Two Filipino gunboats apprehended the Vietnamese boat transporting the poachers five miles east of Cabaluan Island near El Nido on August the 29th 2008. In a sheer act of desperation, the 13 crew members aboard the boat tried to sink her by flooding the holds, however were preented from doing so by law enforcement officers.
When the cargo holds were explored, they discovered the corpses of 101 Hawksbill Turtles, classified as being critically endangered, which is the highest risk rating for any living animal. This rating was handed down by the IUCN, the International Union for Conservation of Nature, some time ago.
So, they did the crime, they served the time, now all that remains is for them to pay the fine… Although, is it really enough? Did the poachers learn their lesson? Or were they simply sorry they were caught?
More than 30 sea turtles have washed up in Guatamala’s southern coast, dead, mutilated and showing signs of suffocation, authorities have reported.
The National Council of Protected areas has said that the turtles were discovered on the beaches of Sipacate and Monterrico.

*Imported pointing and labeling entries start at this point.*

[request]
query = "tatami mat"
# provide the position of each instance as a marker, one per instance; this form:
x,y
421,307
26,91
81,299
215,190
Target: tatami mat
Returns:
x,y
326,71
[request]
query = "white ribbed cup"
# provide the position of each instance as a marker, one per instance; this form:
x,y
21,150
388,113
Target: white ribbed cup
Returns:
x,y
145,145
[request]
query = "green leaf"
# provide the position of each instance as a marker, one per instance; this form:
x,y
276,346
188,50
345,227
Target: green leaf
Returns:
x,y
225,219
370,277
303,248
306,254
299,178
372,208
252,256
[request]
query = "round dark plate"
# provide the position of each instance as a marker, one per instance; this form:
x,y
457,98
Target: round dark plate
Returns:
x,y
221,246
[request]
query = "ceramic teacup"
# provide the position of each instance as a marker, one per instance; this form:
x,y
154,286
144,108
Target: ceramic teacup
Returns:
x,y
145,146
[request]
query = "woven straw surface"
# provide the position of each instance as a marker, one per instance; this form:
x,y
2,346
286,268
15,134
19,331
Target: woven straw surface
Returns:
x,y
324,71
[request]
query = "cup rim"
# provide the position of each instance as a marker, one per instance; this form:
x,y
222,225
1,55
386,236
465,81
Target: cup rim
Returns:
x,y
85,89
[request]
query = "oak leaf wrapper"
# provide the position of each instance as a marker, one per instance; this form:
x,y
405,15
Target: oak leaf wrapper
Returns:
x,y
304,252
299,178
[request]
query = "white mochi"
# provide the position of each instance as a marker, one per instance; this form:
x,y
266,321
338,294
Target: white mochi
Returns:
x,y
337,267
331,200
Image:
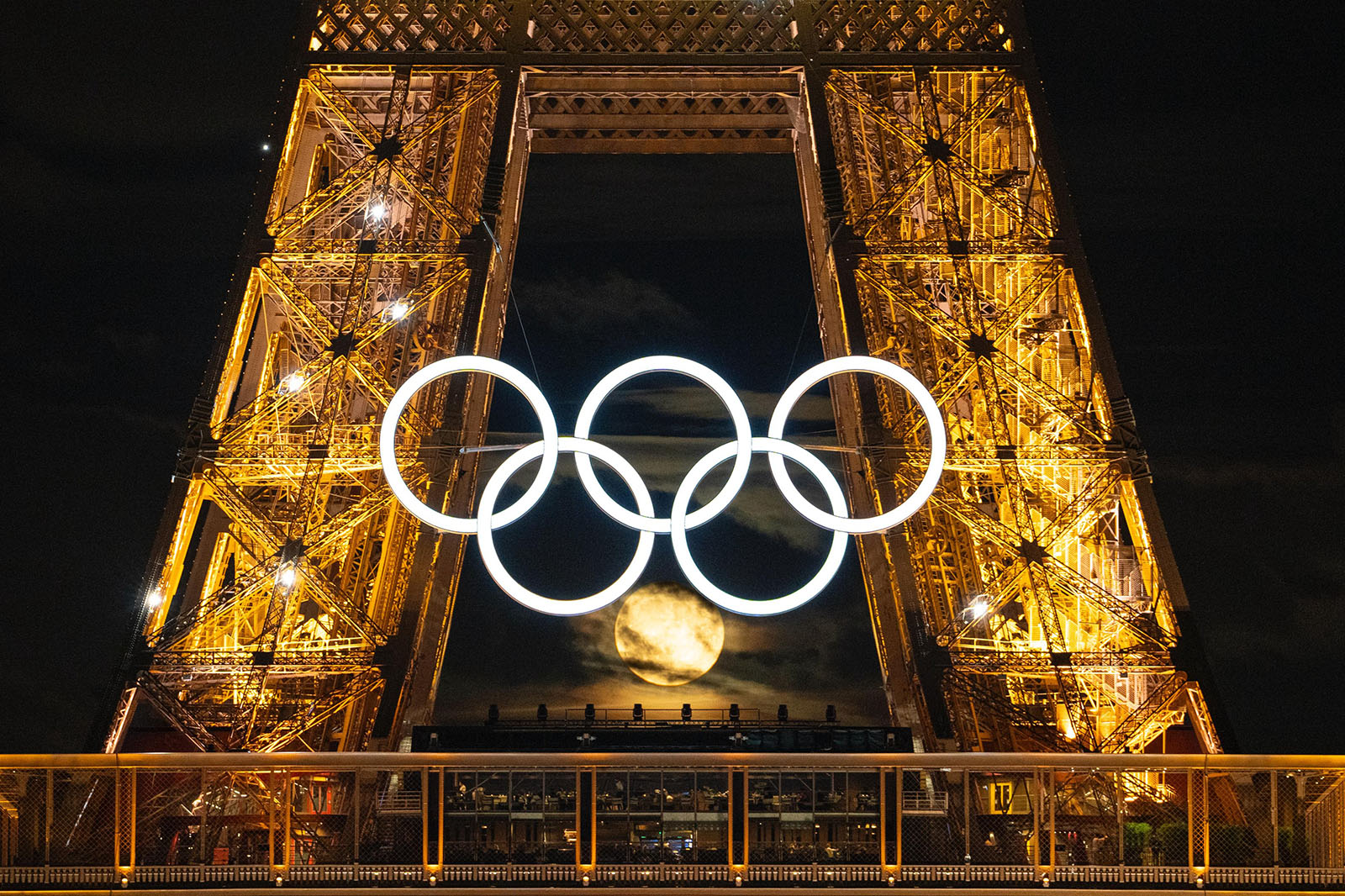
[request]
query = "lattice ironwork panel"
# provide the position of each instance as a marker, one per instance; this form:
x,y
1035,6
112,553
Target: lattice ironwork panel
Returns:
x,y
926,26
414,26
1032,559
289,564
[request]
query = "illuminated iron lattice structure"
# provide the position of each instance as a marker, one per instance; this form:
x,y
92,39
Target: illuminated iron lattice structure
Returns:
x,y
1033,603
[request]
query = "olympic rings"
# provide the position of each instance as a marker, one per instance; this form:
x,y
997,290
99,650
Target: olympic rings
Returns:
x,y
388,440
679,521
938,443
741,430
777,448
486,540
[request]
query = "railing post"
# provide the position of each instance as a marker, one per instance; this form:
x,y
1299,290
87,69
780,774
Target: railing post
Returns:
x,y
432,822
205,810
288,809
585,822
1051,821
1121,818
889,821
46,835
737,821
1197,824
356,818
1039,806
424,788
124,822
1274,821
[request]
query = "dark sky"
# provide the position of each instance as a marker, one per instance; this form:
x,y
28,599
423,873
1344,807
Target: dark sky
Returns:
x,y
1203,156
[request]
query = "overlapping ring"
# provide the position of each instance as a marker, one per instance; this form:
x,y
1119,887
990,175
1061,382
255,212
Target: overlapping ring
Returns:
x,y
681,519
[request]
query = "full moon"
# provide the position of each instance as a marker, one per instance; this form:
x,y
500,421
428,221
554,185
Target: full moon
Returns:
x,y
667,634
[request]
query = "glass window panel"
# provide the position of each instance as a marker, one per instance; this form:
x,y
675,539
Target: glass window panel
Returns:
x,y
678,791
862,793
712,791
763,791
612,791
829,793
558,795
797,793
646,791
526,791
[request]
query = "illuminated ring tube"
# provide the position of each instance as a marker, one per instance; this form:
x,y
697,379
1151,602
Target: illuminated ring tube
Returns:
x,y
510,586
938,443
713,593
703,374
471,363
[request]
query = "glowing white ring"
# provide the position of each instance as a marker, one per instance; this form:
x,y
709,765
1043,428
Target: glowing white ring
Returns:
x,y
703,374
938,443
510,586
777,448
744,445
467,363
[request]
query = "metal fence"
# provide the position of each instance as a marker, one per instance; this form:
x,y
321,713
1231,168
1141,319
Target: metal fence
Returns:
x,y
331,820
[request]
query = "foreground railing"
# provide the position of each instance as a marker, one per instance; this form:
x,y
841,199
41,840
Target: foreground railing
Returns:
x,y
331,820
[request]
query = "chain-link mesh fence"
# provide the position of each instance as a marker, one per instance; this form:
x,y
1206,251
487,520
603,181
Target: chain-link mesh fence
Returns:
x,y
1122,822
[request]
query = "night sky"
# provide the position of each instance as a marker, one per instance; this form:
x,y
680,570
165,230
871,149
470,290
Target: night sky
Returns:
x,y
1203,158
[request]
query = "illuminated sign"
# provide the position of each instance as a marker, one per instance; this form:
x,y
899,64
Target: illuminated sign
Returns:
x,y
551,444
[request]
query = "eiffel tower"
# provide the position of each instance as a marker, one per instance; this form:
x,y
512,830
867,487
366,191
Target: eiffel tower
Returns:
x,y
1033,604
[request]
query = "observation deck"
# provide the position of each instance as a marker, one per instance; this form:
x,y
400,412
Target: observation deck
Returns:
x,y
858,821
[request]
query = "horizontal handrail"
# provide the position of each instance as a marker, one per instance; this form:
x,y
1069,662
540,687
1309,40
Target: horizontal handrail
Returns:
x,y
760,761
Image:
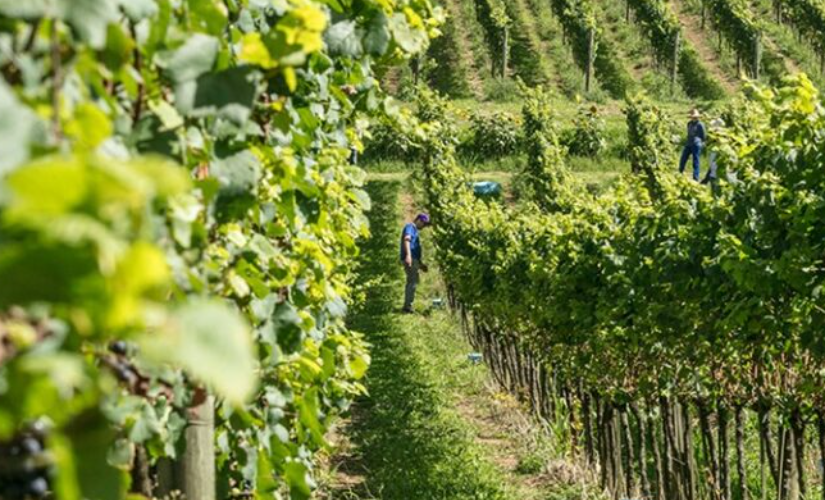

Upon closer examination the turtles appeared to have succumbed to suffocation after having been trapped in fishing nets, the organization went on to explain, they added that the fishermen responsible were using fish hooks in zones labeled as being “off limits”.
According to the law of Guatamala, fishing nets are supposed to have a turtle excluder device (TED), which will allow any turtles trapped by accident to escape quickly, easily and unharmed.
The reason that this is most troubling is due to the fact that the nesting season has just gotten underway, and there are already efforts in place to protect these magnificent turtles which are already threatened. This statement comes from the head of the organization’s hydro-biological reources department, Jose Martinez.
There are six different kinds of sea turtle which nest in Guatamala, all of them are in danger of becoming extinct, due to human activities such as poaching, over harvesting of the eggs, and of course, pollution.
There are going to be further steps taken to help the protect the turtles, but it’s a big ocean, and there aren’t enough resources to provide for 24 hour surveillance of every nook and cranny.
Alligator Snapping Turtle
A fisherman, Steve Bellion aged 23, was out at Earlswood Resevoir angling for carp when he caught a little more than he bargained for. He managed to reel in a 57 lb (27 kg) reptile!
He dragged it to shore where it was easily identified as an 80 year old alligator snapping turtle. This is a rare catch indeed, as these turtles are generally only found in the eastern corners of the United States.
This has solved a rather puzzling mystery for the local fishermen. There has been many a tale told for a decade, of a giant creature biting through lines and roughing up ducks.
The ancient Alligator Snapping Turtle, identified as being female, was transferred to the West Midland Safari Park, where it is going to be held in quarantine for the customary 30 days and checked over by the veterinary team there.
Alligator Snapping Turtles can live to be 160 years old, making it one of the longest living creatures to be hauled to shore in the area.
Once it has finished being checked over, it will be transferred to a vivarium with a male of the species.
“They have been known to attack small domestic pets or children, but I don’t think this one would have drifted to far from the water.” stated the director of wildlife at the safari park, Bob Lawrence. At first glance it seems that the turtle is in perfect health, as it should be after gorging itself on the local wildlife.
He went on to add that this really brings to light the danger of introducing foreign species into Britain’s waterways, much the same way that American signal crayfish have created quite a dip in the UK’s national crayfish population.